Now its time to move on. Starting in a little over a month I return to graduate academia, this time in the heart of London(back to Physics too btw). I’m really looking forward to this. I’m a lot more prepared for this than I have ever been and it’ll be nice to put my brain back on the high speed treadmill and see what happens. With luck I’ll still get to hit people on the side. Maybe get someone to teach me the basics of parkour too.

Wish me luck people


9 Comments on “Another step on the path”

  1. Benin Mwangi says:


    Hi thanks for the visit on Benin Mwangi. So you are a physicist? My dad taught physics in Ghana at UCC. One of his students became the first person to get a Ph.D. in physics from a Ghanaian university.

    So, what was it like meeting Kofi Annan?

  2. kwasi says:

    Thanks Benin. You have a very interesting blog.

    Yeah, I’m a Physicist. I’ve actually been to UCC’s department and they are pretty impressive. What was your dad’s name? I’ll see if I can find anyone who still remembers him.

    As for Kofi Annan…. He was smaller than I expected. He came across as one of those quiet observer types who examines a situation extensively before committing himself. This was on the basis of about a 3 minute conversation though so I’d take it with a grain of salt. Plus I was definitely starstruck.

  3. Nell says:

    Congratulations! Any university should consider itself very lucky to have you for a student. I wish you much success and hope it is intensely interesting. (Also, I saw a brief documentary film on parkour recently and thought it was beautiful and fascinating. It should go well with physics, I hope you find a good teacher.)

  4. kwasi says:

    Thanks to both of you ūüôā

  5. Benin Mwangi says:


    My dad name is Dr. Charles Brown aka Nana Kwado Amoah. Its a tiny world, isnt it.

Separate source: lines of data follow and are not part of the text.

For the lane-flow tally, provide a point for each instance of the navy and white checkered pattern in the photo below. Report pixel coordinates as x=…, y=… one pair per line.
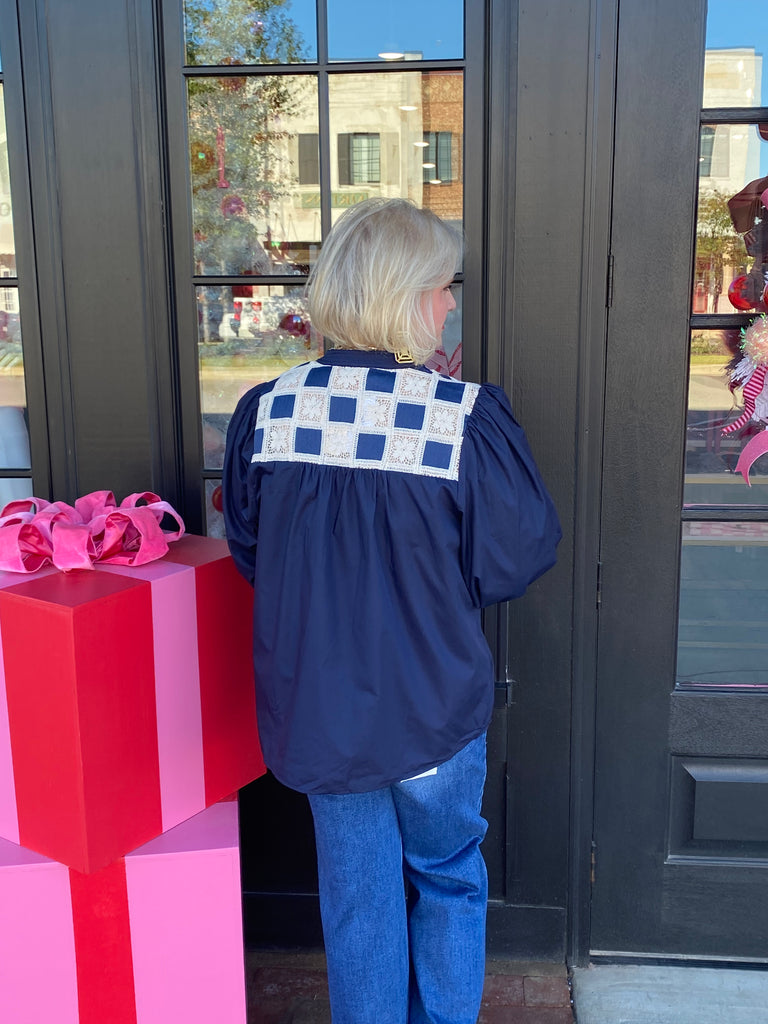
x=408, y=421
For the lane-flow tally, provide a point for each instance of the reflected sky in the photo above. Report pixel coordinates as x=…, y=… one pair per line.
x=740, y=25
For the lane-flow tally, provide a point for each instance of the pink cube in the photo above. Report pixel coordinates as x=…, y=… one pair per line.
x=127, y=700
x=155, y=937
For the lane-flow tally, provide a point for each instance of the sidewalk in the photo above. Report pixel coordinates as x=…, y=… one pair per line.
x=291, y=988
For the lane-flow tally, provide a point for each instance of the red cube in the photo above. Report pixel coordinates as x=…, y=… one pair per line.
x=155, y=937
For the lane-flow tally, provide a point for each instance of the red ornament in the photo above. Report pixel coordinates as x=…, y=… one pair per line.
x=736, y=295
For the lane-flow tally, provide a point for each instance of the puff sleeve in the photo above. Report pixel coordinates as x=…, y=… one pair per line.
x=509, y=525
x=239, y=486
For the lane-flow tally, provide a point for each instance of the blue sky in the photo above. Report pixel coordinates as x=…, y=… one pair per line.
x=741, y=24
x=359, y=29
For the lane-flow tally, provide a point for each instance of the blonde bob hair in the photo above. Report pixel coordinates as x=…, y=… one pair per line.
x=371, y=286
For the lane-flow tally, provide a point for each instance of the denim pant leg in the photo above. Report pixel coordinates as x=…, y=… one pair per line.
x=441, y=829
x=363, y=905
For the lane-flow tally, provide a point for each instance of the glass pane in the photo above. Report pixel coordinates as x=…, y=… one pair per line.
x=731, y=266
x=253, y=145
x=711, y=476
x=736, y=39
x=395, y=30
x=7, y=245
x=248, y=334
x=411, y=123
x=14, y=444
x=723, y=604
x=227, y=32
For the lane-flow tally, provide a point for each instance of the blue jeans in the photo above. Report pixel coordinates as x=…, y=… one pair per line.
x=390, y=962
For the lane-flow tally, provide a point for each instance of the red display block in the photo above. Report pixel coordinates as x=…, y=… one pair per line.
x=153, y=938
x=127, y=700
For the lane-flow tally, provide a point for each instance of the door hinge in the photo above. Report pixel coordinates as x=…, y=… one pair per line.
x=609, y=283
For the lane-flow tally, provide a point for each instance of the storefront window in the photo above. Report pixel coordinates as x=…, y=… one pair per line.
x=429, y=30
x=724, y=563
x=273, y=157
x=248, y=214
x=388, y=146
x=723, y=605
x=239, y=32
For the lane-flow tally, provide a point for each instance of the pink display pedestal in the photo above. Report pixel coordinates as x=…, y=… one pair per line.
x=127, y=700
x=154, y=938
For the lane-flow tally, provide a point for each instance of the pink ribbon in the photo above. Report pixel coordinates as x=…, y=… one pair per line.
x=34, y=532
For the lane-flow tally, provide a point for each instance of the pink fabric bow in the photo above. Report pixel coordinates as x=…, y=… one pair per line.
x=34, y=532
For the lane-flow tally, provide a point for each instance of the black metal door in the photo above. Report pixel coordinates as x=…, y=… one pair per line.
x=681, y=801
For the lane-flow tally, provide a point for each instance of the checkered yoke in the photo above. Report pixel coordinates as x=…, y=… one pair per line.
x=408, y=421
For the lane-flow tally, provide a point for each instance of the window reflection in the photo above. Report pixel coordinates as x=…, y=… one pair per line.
x=247, y=335
x=723, y=604
x=226, y=32
x=7, y=244
x=406, y=140
x=731, y=266
x=246, y=161
x=395, y=30
x=736, y=39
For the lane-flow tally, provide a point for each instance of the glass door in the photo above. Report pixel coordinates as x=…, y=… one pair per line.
x=282, y=117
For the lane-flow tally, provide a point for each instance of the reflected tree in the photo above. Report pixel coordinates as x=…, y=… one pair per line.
x=241, y=32
x=239, y=130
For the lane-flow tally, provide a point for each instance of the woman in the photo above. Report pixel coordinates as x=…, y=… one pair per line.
x=377, y=507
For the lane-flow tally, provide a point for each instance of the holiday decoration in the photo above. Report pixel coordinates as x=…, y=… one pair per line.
x=748, y=372
x=127, y=700
x=35, y=532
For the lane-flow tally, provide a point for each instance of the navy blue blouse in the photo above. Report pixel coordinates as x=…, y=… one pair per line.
x=376, y=508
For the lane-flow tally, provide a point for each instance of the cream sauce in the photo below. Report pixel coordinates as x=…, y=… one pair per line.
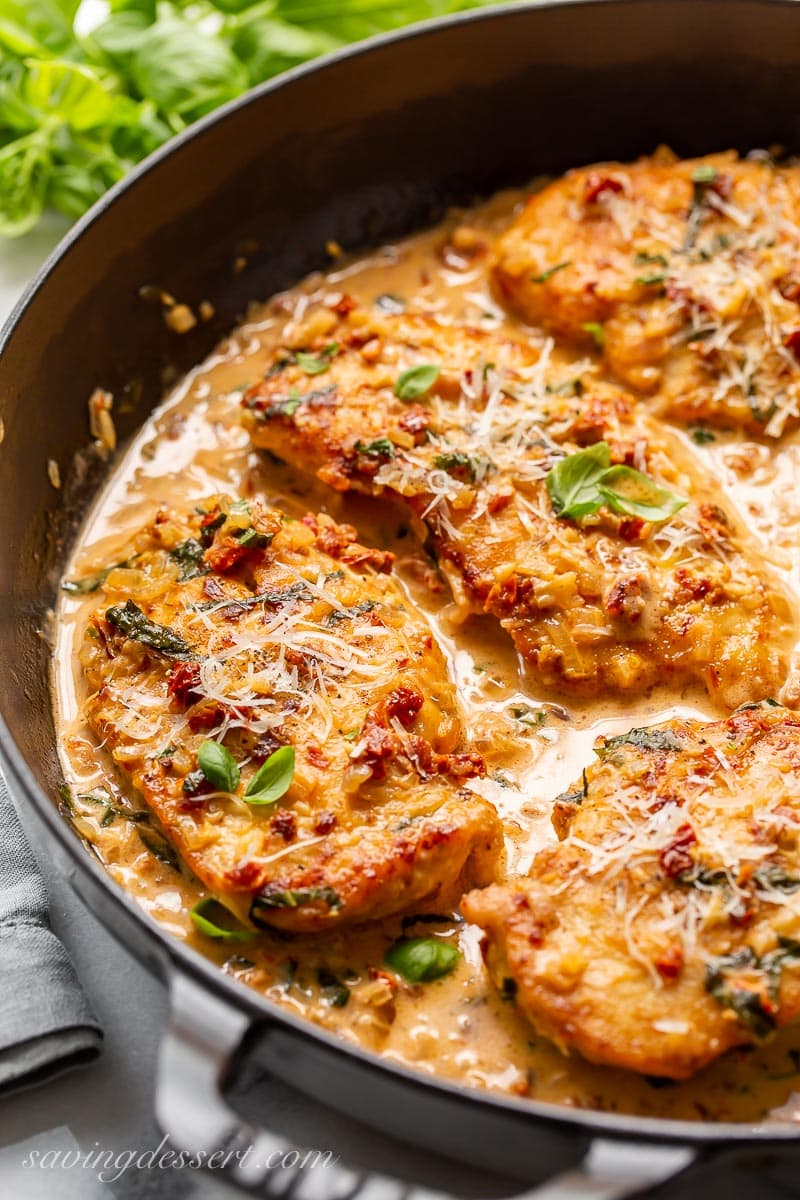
x=193, y=447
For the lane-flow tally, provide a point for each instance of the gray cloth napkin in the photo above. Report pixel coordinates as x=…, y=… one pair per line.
x=46, y=1023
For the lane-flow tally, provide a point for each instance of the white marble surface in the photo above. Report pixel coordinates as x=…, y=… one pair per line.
x=109, y=1104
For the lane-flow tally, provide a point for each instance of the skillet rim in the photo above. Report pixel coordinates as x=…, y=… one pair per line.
x=182, y=958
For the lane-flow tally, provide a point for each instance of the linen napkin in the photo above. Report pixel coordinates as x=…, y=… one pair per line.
x=46, y=1023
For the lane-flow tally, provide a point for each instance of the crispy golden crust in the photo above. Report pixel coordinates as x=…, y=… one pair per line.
x=689, y=268
x=662, y=930
x=606, y=603
x=282, y=634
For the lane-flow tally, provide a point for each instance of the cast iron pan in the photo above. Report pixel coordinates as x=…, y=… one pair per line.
x=361, y=148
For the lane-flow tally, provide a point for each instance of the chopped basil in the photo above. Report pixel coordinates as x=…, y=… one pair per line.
x=578, y=795
x=422, y=959
x=317, y=364
x=548, y=274
x=188, y=556
x=392, y=304
x=272, y=778
x=382, y=448
x=104, y=799
x=132, y=623
x=643, y=258
x=218, y=766
x=704, y=174
x=252, y=539
x=416, y=381
x=703, y=178
x=292, y=898
x=756, y=1006
x=462, y=465
x=356, y=610
x=206, y=916
x=643, y=739
x=596, y=330
x=92, y=582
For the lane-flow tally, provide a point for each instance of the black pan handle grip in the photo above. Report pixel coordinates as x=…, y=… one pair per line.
x=199, y=1047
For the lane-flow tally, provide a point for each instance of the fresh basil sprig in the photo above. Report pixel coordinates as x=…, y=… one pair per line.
x=206, y=916
x=218, y=766
x=416, y=381
x=582, y=483
x=422, y=959
x=80, y=106
x=272, y=778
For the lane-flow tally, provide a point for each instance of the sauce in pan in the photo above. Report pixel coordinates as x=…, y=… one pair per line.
x=535, y=745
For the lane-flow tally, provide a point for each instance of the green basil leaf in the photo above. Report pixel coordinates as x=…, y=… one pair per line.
x=206, y=916
x=572, y=485
x=272, y=778
x=596, y=330
x=629, y=491
x=416, y=381
x=266, y=46
x=24, y=174
x=70, y=91
x=218, y=766
x=185, y=71
x=422, y=959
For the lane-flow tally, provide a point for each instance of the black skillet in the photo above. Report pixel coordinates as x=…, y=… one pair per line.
x=361, y=148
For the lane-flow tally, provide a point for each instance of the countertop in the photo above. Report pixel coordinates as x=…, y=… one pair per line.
x=109, y=1105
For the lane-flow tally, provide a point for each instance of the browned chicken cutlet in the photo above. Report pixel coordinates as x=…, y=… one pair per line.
x=238, y=625
x=684, y=271
x=464, y=427
x=665, y=927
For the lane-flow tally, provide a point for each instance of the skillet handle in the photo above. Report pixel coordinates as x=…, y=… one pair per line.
x=197, y=1053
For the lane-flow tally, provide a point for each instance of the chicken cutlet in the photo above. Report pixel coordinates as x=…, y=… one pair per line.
x=663, y=928
x=284, y=712
x=644, y=576
x=683, y=274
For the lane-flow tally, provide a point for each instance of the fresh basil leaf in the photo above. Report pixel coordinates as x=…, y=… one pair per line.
x=416, y=381
x=626, y=490
x=37, y=28
x=422, y=959
x=272, y=778
x=572, y=484
x=185, y=71
x=24, y=175
x=354, y=19
x=266, y=46
x=70, y=91
x=218, y=766
x=292, y=898
x=209, y=915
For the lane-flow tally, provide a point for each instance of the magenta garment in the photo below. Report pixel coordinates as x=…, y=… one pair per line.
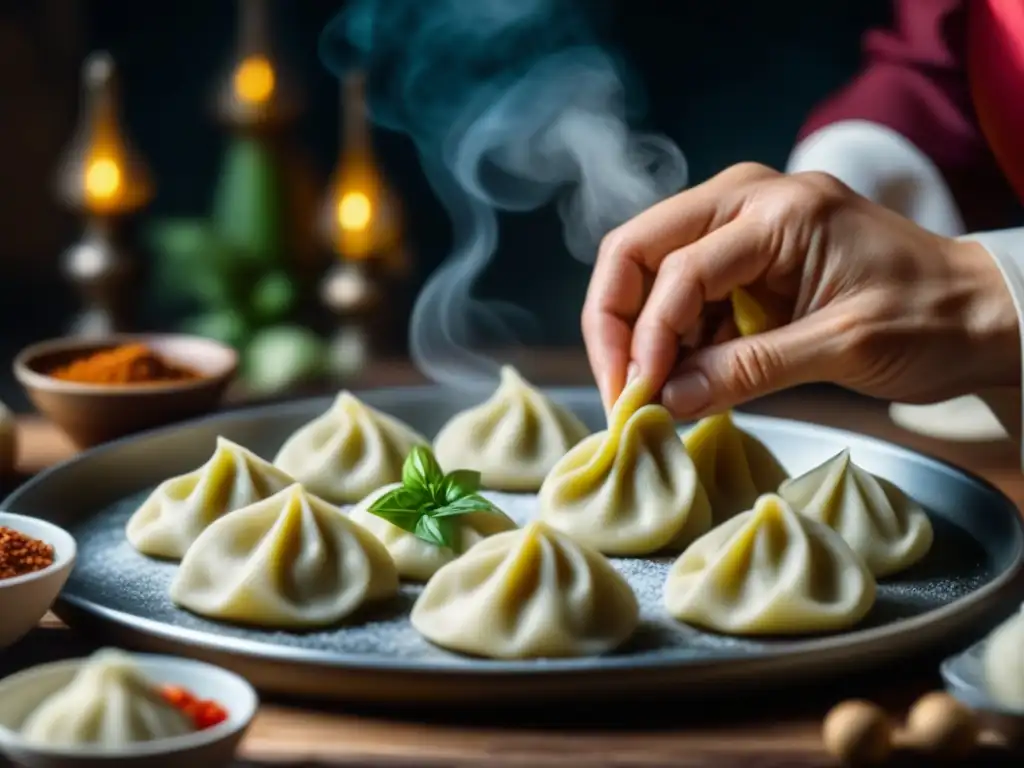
x=915, y=81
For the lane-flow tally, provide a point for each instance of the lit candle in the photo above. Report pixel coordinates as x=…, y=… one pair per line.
x=101, y=173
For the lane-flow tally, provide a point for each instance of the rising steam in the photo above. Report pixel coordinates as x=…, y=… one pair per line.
x=512, y=105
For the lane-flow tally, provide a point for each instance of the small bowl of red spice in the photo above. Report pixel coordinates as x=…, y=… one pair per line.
x=36, y=558
x=100, y=389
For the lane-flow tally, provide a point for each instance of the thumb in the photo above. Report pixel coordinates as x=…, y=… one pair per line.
x=730, y=374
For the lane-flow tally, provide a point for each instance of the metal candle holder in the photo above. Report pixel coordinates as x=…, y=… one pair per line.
x=104, y=181
x=359, y=220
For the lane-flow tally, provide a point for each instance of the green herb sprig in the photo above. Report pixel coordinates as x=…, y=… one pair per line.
x=428, y=500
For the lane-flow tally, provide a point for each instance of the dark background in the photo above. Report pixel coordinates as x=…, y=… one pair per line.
x=728, y=80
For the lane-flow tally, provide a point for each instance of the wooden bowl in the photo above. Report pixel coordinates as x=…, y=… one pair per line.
x=91, y=414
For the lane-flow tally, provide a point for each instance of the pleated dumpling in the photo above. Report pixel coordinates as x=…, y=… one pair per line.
x=512, y=439
x=348, y=452
x=291, y=561
x=1004, y=663
x=529, y=593
x=179, y=509
x=770, y=571
x=734, y=466
x=418, y=559
x=109, y=704
x=631, y=489
x=886, y=527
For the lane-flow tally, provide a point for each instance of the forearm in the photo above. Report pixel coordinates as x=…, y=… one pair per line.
x=1006, y=247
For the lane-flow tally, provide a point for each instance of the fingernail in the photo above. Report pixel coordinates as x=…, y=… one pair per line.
x=687, y=394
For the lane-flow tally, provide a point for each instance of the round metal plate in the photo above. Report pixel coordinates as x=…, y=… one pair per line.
x=969, y=580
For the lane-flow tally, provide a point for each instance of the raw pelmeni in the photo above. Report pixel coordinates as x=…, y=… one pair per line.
x=528, y=593
x=1004, y=663
x=513, y=439
x=734, y=466
x=181, y=508
x=348, y=452
x=108, y=704
x=631, y=489
x=882, y=524
x=415, y=558
x=291, y=561
x=770, y=571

    There was a professor who worked w. my dad Prof. Ayensu and my dad was invited by Prof Allotey

  6. kwasi says:


    Its a really tiny world. I’ve met Prof. Ayensu once or twice and just about every Ghanaian scientist knows who Prof. Allotey is.

    One of these days it would be fun to get a history of how the hard sciences developed in Ghana and the people who made it happen

  7. Benin Mwangi says:


    Yes, Prof Ayensu is some character isnt he? There was another gentleman too, I think his name was Prof Adjeypong who worked with my father too and is also a physicist.

    And I guess you are right even outside of Ghana, Prof Allotey is known as a godfather to up and coming international scientists.

    Thats a great idea on the historical sketch of Ghana’s scientific community.

  8. Florence French says:

    Hello Kwasi,

    How I stumbled upon your blog I do not know but I am so glad I did. I really appreciate a man who can so eloquently express his feelings. I am sorry for your loses of family members.

    I had a good friend from Ghana when I was studying at St. John’s Univeristy in New York, his name was Kweku Amonnu. We have lost touch over the years, probably my fault, but I have mostly only good memories of him.

    Thank you for expressing yourself so freely.